Batch System 10 Minute Tutorial

Introduction

This page offers new CSF users a tutorial that covers usage of the batch system to run a simple job on the CSF.

The tutorial also provides some information about the storage areas on the CSF and some common Linux commands used to manage your files.

After doing the tutorial you’ll be able to use the CSF. A further tutorial is also available for running more complicated parallel jobs.

If you are interested in attending the 1-day Intro to CSF training course which runs a couple of times each semester, please take a look at the course booking page for details of the schedule and availability.

Before we begin the tutorial we’ll explain what the batch system is and why we need to use it.

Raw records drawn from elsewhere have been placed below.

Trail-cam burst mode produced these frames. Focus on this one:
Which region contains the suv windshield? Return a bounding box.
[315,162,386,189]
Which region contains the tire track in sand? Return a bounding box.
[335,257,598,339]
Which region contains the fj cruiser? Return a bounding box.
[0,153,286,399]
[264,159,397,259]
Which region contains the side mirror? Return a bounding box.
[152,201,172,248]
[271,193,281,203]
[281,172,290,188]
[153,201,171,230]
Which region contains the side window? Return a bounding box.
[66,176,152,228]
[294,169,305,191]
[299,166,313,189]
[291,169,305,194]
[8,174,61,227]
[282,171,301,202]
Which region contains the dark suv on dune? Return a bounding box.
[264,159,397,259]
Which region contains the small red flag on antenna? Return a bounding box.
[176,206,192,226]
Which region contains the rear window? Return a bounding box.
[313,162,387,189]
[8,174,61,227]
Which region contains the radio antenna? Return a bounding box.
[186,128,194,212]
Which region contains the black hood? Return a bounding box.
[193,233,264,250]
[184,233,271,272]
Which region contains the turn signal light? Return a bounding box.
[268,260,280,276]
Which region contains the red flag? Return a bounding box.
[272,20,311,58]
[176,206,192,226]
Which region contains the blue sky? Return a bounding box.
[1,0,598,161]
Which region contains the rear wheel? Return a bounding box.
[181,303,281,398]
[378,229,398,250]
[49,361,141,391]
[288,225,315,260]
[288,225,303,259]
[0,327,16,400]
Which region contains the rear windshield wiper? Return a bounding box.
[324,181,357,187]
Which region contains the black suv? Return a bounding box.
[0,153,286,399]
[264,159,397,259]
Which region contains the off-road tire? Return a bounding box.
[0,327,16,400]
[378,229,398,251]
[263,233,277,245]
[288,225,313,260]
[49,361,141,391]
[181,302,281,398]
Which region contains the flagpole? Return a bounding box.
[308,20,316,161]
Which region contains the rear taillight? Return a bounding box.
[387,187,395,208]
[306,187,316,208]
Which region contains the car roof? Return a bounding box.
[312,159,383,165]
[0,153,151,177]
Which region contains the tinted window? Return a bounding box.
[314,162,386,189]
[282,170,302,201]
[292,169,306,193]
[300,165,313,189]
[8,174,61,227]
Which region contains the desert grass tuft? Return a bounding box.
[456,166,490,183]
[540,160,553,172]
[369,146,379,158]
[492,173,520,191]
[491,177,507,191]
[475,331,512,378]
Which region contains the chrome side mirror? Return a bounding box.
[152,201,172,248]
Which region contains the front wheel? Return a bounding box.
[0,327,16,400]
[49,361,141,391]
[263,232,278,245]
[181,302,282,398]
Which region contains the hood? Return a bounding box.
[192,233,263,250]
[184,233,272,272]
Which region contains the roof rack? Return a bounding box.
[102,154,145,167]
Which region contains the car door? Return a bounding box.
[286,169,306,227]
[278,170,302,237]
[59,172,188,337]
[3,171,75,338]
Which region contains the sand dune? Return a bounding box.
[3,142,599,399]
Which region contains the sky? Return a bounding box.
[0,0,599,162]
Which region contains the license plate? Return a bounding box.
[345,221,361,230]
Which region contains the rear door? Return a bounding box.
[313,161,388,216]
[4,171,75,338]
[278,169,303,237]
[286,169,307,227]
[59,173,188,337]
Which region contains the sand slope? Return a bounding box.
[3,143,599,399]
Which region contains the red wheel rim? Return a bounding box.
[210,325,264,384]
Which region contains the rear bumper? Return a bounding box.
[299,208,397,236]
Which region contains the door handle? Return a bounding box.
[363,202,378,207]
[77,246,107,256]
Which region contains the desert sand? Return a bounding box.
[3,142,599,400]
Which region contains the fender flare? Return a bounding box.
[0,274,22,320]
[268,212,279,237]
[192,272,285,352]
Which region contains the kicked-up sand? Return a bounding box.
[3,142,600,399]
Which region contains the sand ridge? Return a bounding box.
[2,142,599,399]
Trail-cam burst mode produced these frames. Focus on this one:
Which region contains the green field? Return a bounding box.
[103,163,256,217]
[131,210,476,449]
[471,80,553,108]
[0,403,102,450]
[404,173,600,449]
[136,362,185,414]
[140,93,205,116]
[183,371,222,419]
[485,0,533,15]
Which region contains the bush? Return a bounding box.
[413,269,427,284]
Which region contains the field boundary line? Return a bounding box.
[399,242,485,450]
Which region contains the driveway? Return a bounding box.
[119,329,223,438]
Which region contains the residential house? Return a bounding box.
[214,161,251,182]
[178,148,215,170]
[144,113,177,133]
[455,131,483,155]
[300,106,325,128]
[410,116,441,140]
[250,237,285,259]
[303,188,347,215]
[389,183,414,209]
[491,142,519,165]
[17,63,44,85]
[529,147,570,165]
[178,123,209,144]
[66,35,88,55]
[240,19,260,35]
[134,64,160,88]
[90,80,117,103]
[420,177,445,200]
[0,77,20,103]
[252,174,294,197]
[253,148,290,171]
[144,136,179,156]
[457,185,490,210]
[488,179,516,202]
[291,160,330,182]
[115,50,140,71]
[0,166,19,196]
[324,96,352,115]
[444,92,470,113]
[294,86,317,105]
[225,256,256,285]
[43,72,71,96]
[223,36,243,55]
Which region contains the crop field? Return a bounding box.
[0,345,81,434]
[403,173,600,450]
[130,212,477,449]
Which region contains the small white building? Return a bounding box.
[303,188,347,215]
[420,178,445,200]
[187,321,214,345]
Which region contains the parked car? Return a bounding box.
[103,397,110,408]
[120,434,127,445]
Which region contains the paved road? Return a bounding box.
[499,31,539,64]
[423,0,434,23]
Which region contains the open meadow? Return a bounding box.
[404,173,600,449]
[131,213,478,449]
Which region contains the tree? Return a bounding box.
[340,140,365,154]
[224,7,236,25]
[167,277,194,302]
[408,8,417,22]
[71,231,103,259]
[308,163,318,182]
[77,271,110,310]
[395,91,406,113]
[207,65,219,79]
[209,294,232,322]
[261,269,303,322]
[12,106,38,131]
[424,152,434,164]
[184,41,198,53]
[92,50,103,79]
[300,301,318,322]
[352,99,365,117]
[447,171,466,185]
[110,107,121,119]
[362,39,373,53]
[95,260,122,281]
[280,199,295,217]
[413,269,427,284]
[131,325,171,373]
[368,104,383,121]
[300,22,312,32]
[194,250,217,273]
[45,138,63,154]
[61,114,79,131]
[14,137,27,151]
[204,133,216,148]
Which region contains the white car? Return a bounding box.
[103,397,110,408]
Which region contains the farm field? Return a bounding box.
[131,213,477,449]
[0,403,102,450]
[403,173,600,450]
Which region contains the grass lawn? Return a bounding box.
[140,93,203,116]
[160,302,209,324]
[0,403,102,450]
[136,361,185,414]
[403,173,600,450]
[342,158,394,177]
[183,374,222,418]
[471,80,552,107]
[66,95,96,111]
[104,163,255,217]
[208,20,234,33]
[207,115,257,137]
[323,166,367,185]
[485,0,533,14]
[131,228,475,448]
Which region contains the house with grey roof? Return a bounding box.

Some basics: What is a batch system and why use it?

Join the queue…

Initially a batch system can be thought of as a job queue. You submit jobs to the queue and the system will pick them out of the queue to run them.

The jobs will do whatever commands you ask them to do (for example run an app such as a chemistry app, or a bioinformatics app or whatever application is appropriate to your work).

When the jobs finish you should have some new files containing the results!

No GUI

Something to note about batch jobs is that you never see an application’s graphical user interface (GUI), if it has one. Batch jobs run without any interaction – all options / flags / input files etc will be specified on the command-line in a jobscript (more on those later).

When the app is running, all output will be saved to files. This will be a new way of working if you are used to running an app in a desktop environment (e.g., on Windows).

At this point you might be thinking you don’t like the idea of your work (jobs) waiting in a queue. How long will it queue for? Why can’t it just run immediately? Read on to find out more.

Ask for extra memory, cores or a GPU?

Submitting your work as a job to the batch system allows you to specify the system resources needed by your job – the applications you’ll be running on the CSF usually need different amounts of memory, number of CPU cores or even GPUs.

The batch system ensures your job only runs when all of the required resources are available. It then allocates those resources to your job (so that it runs correctly) and no other jobs can grab your resources.

But don’t worry if you’re not sure what resources you’ll need – there are sensible defaults which you can use to begin with. After trying the defaults, you might find your app needs more memory to process your data, or that it can use more CPU cores to make it run faster.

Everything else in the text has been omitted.